I don't know what's up with that, but if that's what the site looks like on a Mac, I'm buying a fucking powerbook.


----------



## Metal Ken (Dec 13, 2006)

darren said:


> Wow... some weird shit must have been clogging up my cache. I have NO IDEA how this got there:



That sounds like the kind of thing a guy says when his wife/gf finds his pr0n stash


----------



## The Dark Wolf (Dec 13, 2006)

Chris said:


> I don't know what's up with that, but if that's what the site looks like on a Mac, I'm buying a fucking powerbook.



 I was gonna say the same thing.


----------



## D-EJ915 (Dec 13, 2006)

yeah man, cache is evil sometimes


----------



## Mr. S (Dec 13, 2006)

what the hell


----------



## Leon (Dec 13, 2006)

darren said:


> Wow... some weird shit must have been clogging up my cache. I have NO IDEA how this got there:



i suddenly feel compelled to buy something from EricsGuitars.com.


----------



## metalfiend666 (Dec 13, 2006)

It's certainly a lot more eyegrabbing than the usual banner


----------



## technomancer (Dec 13, 2006)

yeah, definitely more interesting than the normal banner... though I can sadly say that it is not a Mac thing, as I just get the normal banner on my MacBook Pro


----------



## ohio_eric (Dec 13, 2006)

Chris said:


> I don't know what's up with that, but if that's what the site looks like on a Mac, I'm buying a fucking powerbook.

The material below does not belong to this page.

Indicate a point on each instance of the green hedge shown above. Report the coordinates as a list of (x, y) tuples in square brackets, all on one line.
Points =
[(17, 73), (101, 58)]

That reminds me of the Bill Hicks joke where he says the advertisement companies would do if they could get away with it goes like this, There would be a naked woman sitting there with with a "Drink Coke" sign behind her. Maybe Eric's Guitars has a lot of Bill Hicks fans.


----------



## DangerousTacos (Feb 1, 2007)

I don't mean to bump a month old topic... but the Eric's Guitars site isn't even valid anymore...?


----------



## astrocreep (Feb 2, 2007)

Does anyone have any info on what's happening with Erics? I was about to order some pickups form there?


----------



## Chris (Feb 2, 2007)

That sucks. I'll send him an email.


----------



## Leon (Feb 2, 2007)

Chris said:


> That sucks. I'll send him an email.



already tried it, several times


----------